East York has a rich history. Formally a municipality, that was dissolved in 2005. Looking back further, East York was incorporated as a township on New Year’s Day in 1924. It’s status was changed to a borough in January, 1967, and in fact it was Canada’s only borough. East York became amalgamated into Toronto on New Year’s Day 1988. It is presently governed by the Toronto City Council.

Old East York comprises 21.26 square kilometres (8.21 sq. mi), ranging roughly from Woodbine to the east, pape to the west, O’Connor to the north and Sammon to the south. East York is proudly working-class neighbourhood with a combination of middle-class homes and a number of high-rise developments located in the heart of the neighbourhood. The Don River separates East York from what was formally considered the City of Toronto. East York used to have one of the greatest concentration of wartime bungalows in the city, but over time they have been increasingly bought up by young professionals who are building new homes in their place.
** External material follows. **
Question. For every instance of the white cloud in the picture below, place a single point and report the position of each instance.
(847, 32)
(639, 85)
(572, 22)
East York was originally part of the township of York. Soon after the Bloor-Danforth (Prince Edward) Viaduct opened in 1919 and York began to prosper, North York broke off and became a township. The residents of East York began to feel that their infrastructure (including sewers and roads) was being neglected by the York Township, and they subsequently voted to become part of Toronto. Many military veterans moved into the area after the war and built inexpensive homes, ie bungalows.

East York residents tended to be frugal and socially conscious. In 1967 the township of East York joined with the residential community of Leaside and became the borough of East York. Alcohol was prohibited in the restaurants and other establishments in the neighbourhood until the 1970s. Businesses serving alcohol were just over the border on Danforth Avenue in Toronto. East York later became a semi-autonomous community with upscale shops and began the evolution to what it is today.
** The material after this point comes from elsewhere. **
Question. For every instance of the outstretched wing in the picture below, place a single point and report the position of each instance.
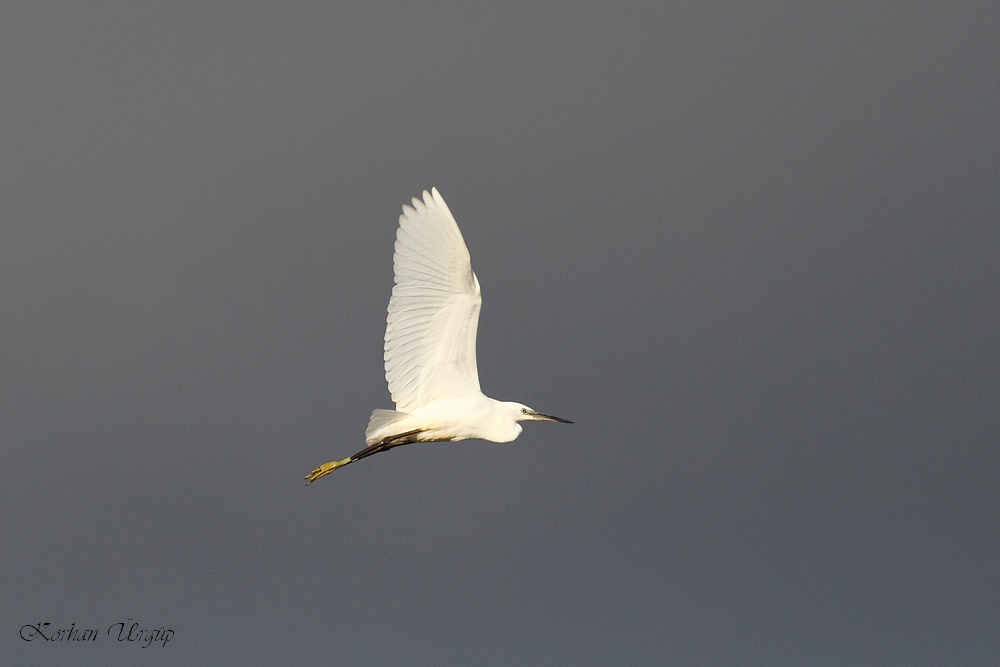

Religion is very important to East Yorkers no matter their place of origin. Over 80% identify themselves as either Christian, Muslim or some other religious group. Sports is also a uniting passion, and East York residents have a long history of supporting hockey, soccer and baseball, and are also passionate about education.
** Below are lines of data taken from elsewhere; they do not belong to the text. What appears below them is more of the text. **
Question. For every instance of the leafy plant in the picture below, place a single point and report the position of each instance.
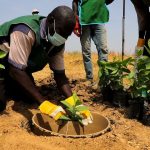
(74, 107)
(141, 77)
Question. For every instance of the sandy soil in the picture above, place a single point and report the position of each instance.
(16, 134)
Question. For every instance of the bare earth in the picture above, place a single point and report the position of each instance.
(16, 134)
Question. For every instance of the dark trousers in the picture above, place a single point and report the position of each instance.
(9, 88)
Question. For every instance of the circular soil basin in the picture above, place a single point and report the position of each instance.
(45, 125)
East York has long been known for its neighbourliness and small town feel. That tradition continues today. It’s a kid-friendly area that has drawn many young professionals who appreciate a good quality of life. East York is home to one of the oldest Canada Day celebrations and the incredibly fresh fruits and vegetables at the East York Farmer’s Market. It also offers easy access to downtown Toronto’s incredibly diverse cultural hotspots and its vibrant nightlife.